The Federal Communications Commission (“FCC”) announced Thursday that in furtherance of the work of the agency’s Privacy and Data Protection Task Force, the FCC’s Enforcement Bureau signed Memoranda of Understanding (“MOU”) with the Attorneys General of Connecticut, Illinois, New York, and Pennsylvania to share expertise and resources and to coordinate efforts conducting privacy, data protection and cyber-security-related investigations. These states have been some of the most aggressive privacy and data security regulators in the past, making these MOUs especially noteworthy.
In addition, the announcement indicates that the FCC intends to rely on authority under Sections 201 and 222 of the Communications Act to increase its investigation and enforcement activity concerning privacy, data protection, and cybersecurity issues. Section 222 generally requires carriers and VoIP providers to protect their customer proprietary network information (“CPNI”), such as service-related billing information. Under the current rules implementing Section 222, carriers and VoIP providers must notify customers, the Federal Bureau of Investigation, and the U.S. Secret Service of data breaches that may have exposed CPNI. The FCC also has the authority to investigate breaches involving intentional unauthorized access to, use, or disclosure of CPNI.
Like the current announcement, the FCC has taken other actions this year indicating that it believes its authority under Title II of the Communications Act (the “Act”), including Section 222, permits the agency to expand its current privacy, data protection, and cybersecurity activities.
First, as we reported in January, the FCC has proposed rules that would expand the scope of its breach-reporting requirements to include inadvertent breaches as well as breaches involving “information that can be used to distinguish or trace an individual’s identity either alone or when combined with other information that is linked or linkable to a specific individual.” In that proceeding, the FCC proposes to rely on its authority under Section 222.
Likewise, the FCC has recently proposed reclassifying broadband internet access service (“BIAS”) as a telecommunications service under Title II of the Communications Act. One stated reason behind the proposed change has been that by reclassifying BIAS as a telecommunications service, the FCC can, among other things, expand its privacy, data protection, and cybersecurity authority, with Chairwoman Rosenworcel explaining that “[r]eclassification would place the Commission on firm footing to protect Americans and partner even more effectively with our sister national security agencies on the same goal. Those partners have already asked the FCC to examine all solutions and authority to help secure our networks. And gaps in our authority have already manifested and hindered our ability to defend against known threats.”

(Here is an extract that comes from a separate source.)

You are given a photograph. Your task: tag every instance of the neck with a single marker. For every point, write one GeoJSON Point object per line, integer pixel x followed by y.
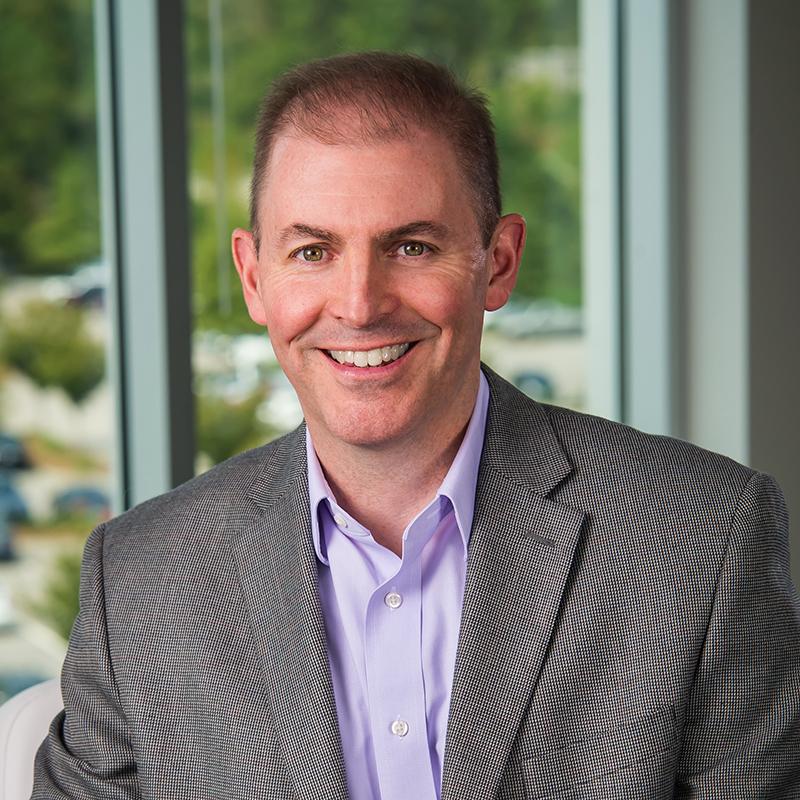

Taken together, these Commission actions signal that the agency plans to focus on and take a more active approach to privacy, data protection, and cyber security issues going forward. While the timing and scope of these new partnerships have not yet crystalized, it is worth monitoring the further actions as well as those of its new state-based partners and other agencies like the Federal Trade Commission that operate in this area.